Nyad, for ten years the greatest long-distance swimmer in the world, was nearly halfway into her 60-hour swim when shoulder pain and asthma as well as ocean swells caused her to abandon her goal. “It was a bitter pill to swallow,” she said, but the lesson is “live your life with passion, show your will, you feel proud of yourself when you go to bed at night.”
It’s a message that resonates with many other older women athletes. German kayaker Birgit Fischer is one of them. Winner of eight gold medals over six different Olympic games, she was the youngest Olympic canoeing champion when she won her first gold medal at the age of 18 (1980), and the oldest ever when she won gold at age 42 (2004).
Then there is “the iron nun,” Sister Madonna Buder, a triathlete in her 80s. At a retreat in 1978 a priest said running would be a good way to harmonize body and soul, so Sister Madonna began jogging. Several weeks later, at the age of 47, she finished fourth among 300 women who competed on a 7.4 mile run in Spokane, WA. Four years later, she ran the Boston Marathon. Then she learned of a triathlon that included running, biking, and swimming. It changed her life; she has since competed, with record-breaking wins, in more than three dozen triathlons in the United States, Canada, Australia and New Zealand.
Undertaking the Hawaiian Ironman Triathlon more than 20 times, Sister Madonna swam 2.4 miles of rough ocean, biked 112 miles, and concluded with a 26.2-mile marathon. In 2005 she opened the competition's first-ever division for women ages 75 to 79. Featured on SecondAct.com, she says the extraordinary camaraderie among the athletes who come to Hawaii brings her back year after year.
Hawaii is clearly a haven for older women athletes.
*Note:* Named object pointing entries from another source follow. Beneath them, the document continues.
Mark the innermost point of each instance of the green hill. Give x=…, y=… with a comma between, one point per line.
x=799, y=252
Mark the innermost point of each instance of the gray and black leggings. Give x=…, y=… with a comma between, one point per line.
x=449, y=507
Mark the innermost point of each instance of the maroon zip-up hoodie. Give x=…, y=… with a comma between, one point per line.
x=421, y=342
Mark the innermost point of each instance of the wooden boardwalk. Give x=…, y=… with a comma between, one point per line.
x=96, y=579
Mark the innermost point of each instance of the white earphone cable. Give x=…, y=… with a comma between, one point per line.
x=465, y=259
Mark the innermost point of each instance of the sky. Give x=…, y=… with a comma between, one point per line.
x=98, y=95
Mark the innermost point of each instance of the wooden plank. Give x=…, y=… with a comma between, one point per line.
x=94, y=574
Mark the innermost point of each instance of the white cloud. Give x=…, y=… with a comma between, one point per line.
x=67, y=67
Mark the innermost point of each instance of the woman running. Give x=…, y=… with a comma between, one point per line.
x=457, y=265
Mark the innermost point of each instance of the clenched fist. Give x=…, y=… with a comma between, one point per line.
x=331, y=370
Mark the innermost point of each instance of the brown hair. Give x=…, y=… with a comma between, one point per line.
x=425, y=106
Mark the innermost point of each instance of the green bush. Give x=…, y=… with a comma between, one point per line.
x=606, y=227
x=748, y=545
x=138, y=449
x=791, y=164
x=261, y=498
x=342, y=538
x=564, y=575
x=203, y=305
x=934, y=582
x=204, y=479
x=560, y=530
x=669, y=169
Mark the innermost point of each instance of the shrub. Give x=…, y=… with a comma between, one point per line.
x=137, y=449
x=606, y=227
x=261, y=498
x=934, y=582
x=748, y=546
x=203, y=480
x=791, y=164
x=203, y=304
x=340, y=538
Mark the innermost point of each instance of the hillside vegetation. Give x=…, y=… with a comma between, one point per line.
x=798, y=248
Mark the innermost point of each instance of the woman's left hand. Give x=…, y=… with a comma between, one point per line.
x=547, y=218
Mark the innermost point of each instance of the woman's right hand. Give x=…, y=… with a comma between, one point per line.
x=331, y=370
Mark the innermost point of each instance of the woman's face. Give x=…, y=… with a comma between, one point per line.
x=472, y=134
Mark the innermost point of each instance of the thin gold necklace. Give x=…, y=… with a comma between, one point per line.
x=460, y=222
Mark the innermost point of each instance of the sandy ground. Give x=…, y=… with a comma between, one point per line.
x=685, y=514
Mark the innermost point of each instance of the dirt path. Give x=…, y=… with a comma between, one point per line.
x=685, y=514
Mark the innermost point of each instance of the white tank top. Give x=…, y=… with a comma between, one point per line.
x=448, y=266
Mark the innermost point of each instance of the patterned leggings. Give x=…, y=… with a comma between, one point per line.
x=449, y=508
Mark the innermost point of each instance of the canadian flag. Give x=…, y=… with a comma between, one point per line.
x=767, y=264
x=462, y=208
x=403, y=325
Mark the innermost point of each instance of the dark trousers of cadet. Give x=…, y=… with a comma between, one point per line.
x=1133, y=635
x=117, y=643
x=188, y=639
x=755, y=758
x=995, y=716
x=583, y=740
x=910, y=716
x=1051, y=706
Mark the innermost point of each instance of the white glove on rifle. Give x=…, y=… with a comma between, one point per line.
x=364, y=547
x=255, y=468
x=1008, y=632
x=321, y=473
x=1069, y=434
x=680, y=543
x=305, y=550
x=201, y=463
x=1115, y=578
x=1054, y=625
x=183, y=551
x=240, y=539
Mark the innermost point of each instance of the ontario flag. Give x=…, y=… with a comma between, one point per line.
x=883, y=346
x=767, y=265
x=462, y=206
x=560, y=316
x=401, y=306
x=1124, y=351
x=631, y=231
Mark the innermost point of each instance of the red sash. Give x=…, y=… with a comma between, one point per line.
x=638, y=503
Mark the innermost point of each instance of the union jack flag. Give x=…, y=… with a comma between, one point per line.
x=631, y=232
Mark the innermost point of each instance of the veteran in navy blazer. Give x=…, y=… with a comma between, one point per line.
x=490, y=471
Paddlers, swimmers, runners, surfers and triathletes flock to its shores, While researching a book on aging with strength, champion triathlete Lorenn Walker gathered a group of like-minded women in her home state for a Honolulu Advertiser interview.
One of them, Ruth Heidrich, 67 at the time of the interview, was named one of the “Top Ten Fittest Women in North America” in 1999. A six-time Ironman Triathlon finisher and holder of more than 900 gold medals from every distance from 100 meter dashes to triathlon events, she had been diagnosed with breast cancer at the age of 47. “I thought it was the beginning of the end,” she told the Advertiser reporter, “but little did I know it was just the beginning.”
Champion swimmer Diane Stowell, then also 67, wasn’t allowed as a woman to compete in collegiate swimming but she has since won national and world titles for her age group. She has also surfed, jogged, and paddled for the Outrigger Canoe Club in Honolulu, despite having two torn rotator cuffs.
Audrey Sutherland, a solo kayaker, has paddled more than 8,000 miles along the coasts of Alaska and British Columbia, where she encountered killer whales and grizzly bears. At age 81, she was planning a solo trip to the Cook Islands.
Is there a reason older women athletes do so well? Sports experts say that events requiring pacing, strategy and mental fortitude are often best achieved by older women. They say there is more to it than physiology and good genes. Older athletes, particularly women, are more disciplined, more consistent with their training, and smarter competitively because they know how to pace themselves. As one sport psychologist put it, “they know how to use what they have.”
Women may also have the edge over men because they produce more estrogen, which helps protect muscle cells membranes from wear and tear. And the fact that women generally weigh less than men may give them an additional advantage because there is less stress on the body with a light load to carry.
In an interview with The Huffington Post shortly before her attempted swim, Diana Nyad reflected on the task she had set for herself. “I think growing old is a beautiful thing... But when my mom died at 82... while I was turning 60, I just thought, wow, you know life seems to go by exponentially faster as we get older... I want to feel alive... I wanted to do something that just took the most out of me.” Then she added, “I don’t care what age you are... Just immerse yourself in your life... just do it intensely… so that when you go to sleep you’re exhausted every night and you say, whoa, I just couldn’t have done any more with that day.”